Sequence-to-Sequence Multi-Modal Speech In-Painting
Mahsa Kadkhodaei Elyaderani, Shahram Shirani
TL;DR
This work tackles speech in-painting under long-duration distortions by incorporating visual information from lip movements into a sequence-to-sequence framework. An encoder acts as a lip-reader, converting mouth-region cues into latent representations, while a decoder reconstructs missing audio spectrogram segments conditioned on both visual features and degraded audio, trained end-to-end with a joint loss that combines $loss = \text{MSE} + \lambda \cdot \text{CTC}$. On the Grid Corpus, the approach, particularly the AV-MTL-S2S variant, achieves higher PESQ and STOI compared to audio-only baselines and surpasses or matches prior multi-modal methods for distortions between 300 and 1500 ms, demonstrating the value of visual-audio fusion and multi-task learning in speech in-painting.

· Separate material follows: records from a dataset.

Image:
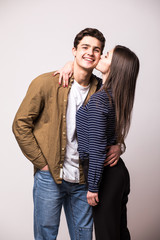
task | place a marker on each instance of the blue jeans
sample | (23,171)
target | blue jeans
(48,200)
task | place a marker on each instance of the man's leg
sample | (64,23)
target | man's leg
(78,212)
(48,201)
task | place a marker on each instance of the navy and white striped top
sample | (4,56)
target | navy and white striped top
(95,124)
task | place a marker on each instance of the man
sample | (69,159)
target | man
(45,129)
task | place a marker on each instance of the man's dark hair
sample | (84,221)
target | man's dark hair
(92,32)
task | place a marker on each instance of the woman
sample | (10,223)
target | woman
(102,122)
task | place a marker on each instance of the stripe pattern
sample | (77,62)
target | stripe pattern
(95,124)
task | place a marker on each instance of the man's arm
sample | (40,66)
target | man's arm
(24,123)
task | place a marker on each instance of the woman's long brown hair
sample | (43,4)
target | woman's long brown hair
(122,80)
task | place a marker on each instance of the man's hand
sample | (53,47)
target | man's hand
(92,198)
(45,168)
(113,155)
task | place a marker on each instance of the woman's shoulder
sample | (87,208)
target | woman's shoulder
(100,96)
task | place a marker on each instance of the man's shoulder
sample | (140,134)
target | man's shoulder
(46,79)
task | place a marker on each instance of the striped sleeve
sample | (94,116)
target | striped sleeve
(97,124)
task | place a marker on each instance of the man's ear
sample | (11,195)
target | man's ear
(74,51)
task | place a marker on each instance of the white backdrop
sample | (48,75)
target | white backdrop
(36,37)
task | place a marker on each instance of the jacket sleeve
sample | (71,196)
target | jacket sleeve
(24,122)
(97,124)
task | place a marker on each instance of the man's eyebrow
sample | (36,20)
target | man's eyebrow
(87,45)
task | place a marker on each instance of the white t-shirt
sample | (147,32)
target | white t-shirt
(76,97)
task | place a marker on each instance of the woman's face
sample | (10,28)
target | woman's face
(104,63)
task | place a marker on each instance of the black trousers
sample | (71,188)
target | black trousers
(110,215)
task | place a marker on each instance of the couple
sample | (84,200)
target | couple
(54,121)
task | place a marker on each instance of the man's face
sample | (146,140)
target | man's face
(88,53)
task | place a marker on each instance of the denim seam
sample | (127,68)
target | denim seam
(73,218)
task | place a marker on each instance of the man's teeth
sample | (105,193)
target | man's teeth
(88,59)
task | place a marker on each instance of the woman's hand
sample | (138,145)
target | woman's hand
(92,198)
(113,155)
(65,73)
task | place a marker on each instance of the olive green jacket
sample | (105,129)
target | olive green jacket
(40,123)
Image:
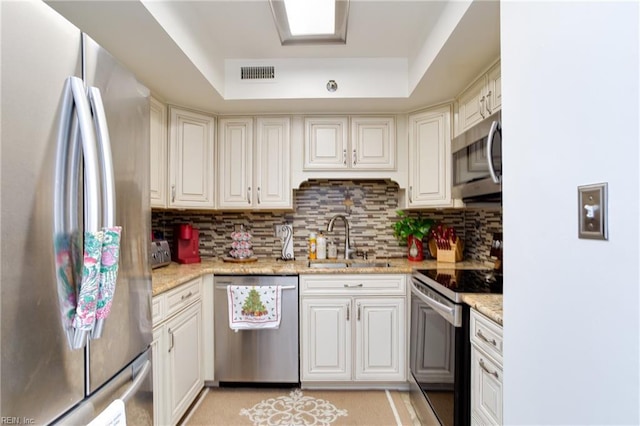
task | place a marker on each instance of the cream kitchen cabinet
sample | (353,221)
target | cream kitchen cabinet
(158,150)
(191,159)
(430,159)
(358,143)
(486,370)
(254,169)
(178,373)
(482,98)
(353,328)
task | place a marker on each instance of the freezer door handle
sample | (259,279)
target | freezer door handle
(137,382)
(103,144)
(75,123)
(106,160)
(89,154)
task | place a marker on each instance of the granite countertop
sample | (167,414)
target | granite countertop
(487,304)
(173,275)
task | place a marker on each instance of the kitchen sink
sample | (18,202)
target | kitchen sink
(327,265)
(335,265)
(369,265)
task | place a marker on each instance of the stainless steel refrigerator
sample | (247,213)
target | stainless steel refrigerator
(52,188)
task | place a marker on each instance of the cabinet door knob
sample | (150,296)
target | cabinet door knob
(484,367)
(171,337)
(482,337)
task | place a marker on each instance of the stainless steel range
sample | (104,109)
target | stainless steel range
(439,341)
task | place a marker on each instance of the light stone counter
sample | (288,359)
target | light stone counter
(167,277)
(487,304)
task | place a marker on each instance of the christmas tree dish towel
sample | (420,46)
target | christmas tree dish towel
(254,307)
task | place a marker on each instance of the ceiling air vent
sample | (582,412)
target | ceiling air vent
(257,73)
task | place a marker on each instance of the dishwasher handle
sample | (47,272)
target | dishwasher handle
(224,287)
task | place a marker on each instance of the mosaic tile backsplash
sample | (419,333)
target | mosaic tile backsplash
(370,207)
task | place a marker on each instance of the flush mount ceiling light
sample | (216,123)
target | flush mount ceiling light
(311,21)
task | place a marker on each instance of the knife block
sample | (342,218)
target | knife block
(451,256)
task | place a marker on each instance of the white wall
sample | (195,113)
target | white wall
(571,306)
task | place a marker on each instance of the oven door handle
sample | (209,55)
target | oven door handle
(447,312)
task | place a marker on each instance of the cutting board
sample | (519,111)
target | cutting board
(239,260)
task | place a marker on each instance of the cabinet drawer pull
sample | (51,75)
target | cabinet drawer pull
(481,337)
(484,367)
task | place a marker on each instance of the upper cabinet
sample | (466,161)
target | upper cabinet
(191,159)
(371,145)
(481,99)
(430,158)
(254,167)
(158,151)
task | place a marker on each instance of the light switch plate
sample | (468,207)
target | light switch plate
(592,211)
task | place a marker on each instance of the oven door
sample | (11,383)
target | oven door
(439,357)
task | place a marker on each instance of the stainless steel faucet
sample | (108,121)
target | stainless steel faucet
(348,251)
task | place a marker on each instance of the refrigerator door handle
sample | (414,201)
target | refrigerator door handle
(103,143)
(89,154)
(75,123)
(137,382)
(105,158)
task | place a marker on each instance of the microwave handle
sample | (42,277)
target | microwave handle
(495,127)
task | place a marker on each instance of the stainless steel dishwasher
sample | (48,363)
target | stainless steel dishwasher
(256,356)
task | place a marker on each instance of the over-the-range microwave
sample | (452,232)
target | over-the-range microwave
(477,163)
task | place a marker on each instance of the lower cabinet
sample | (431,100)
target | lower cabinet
(178,373)
(486,370)
(353,328)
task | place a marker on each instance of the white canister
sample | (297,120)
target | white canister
(321,243)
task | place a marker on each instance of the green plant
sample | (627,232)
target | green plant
(418,226)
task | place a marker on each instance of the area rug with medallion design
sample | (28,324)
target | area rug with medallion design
(274,407)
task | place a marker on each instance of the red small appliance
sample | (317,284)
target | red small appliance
(186,244)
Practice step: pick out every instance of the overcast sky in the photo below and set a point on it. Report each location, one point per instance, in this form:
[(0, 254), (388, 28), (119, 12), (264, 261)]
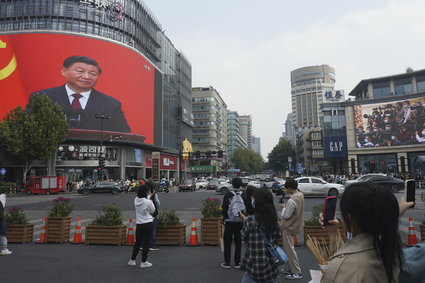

The results highlight the practical potential of multi-modal speech restoration in communication systems facing transmission or recording impairments, with future work pointing to transformer-based architectures and cross-attention mechanisms to further improve performance and robustness.
Abstract
Speech in-painting is the task of regenerating missing audio contents using reliable context information. Despite various recent studies in multi-modal perception of audio in-painting, there is still a need for an effective infusion of visual and auditory information in speech in-painting. In this paper, we introduce a novel sequence-to-sequence model that leverages the visual information to in-paint audio signals via an encoder-decoder architecture. The encoder plays the role of a lip-reader for facial recordings and the decoder takes both encoder outputs as well as the distorted audio spectrograms to restore the original speech. Our model outperforms an audio-only speech in-painting model and has comparable results with a recent multi-modal speech in-painter in terms of speech quality and intelligibility metrics for distortions of 300 ms to 1500 ms duration, which proves the effectiveness of the introduced multi-modality in speech in-painting.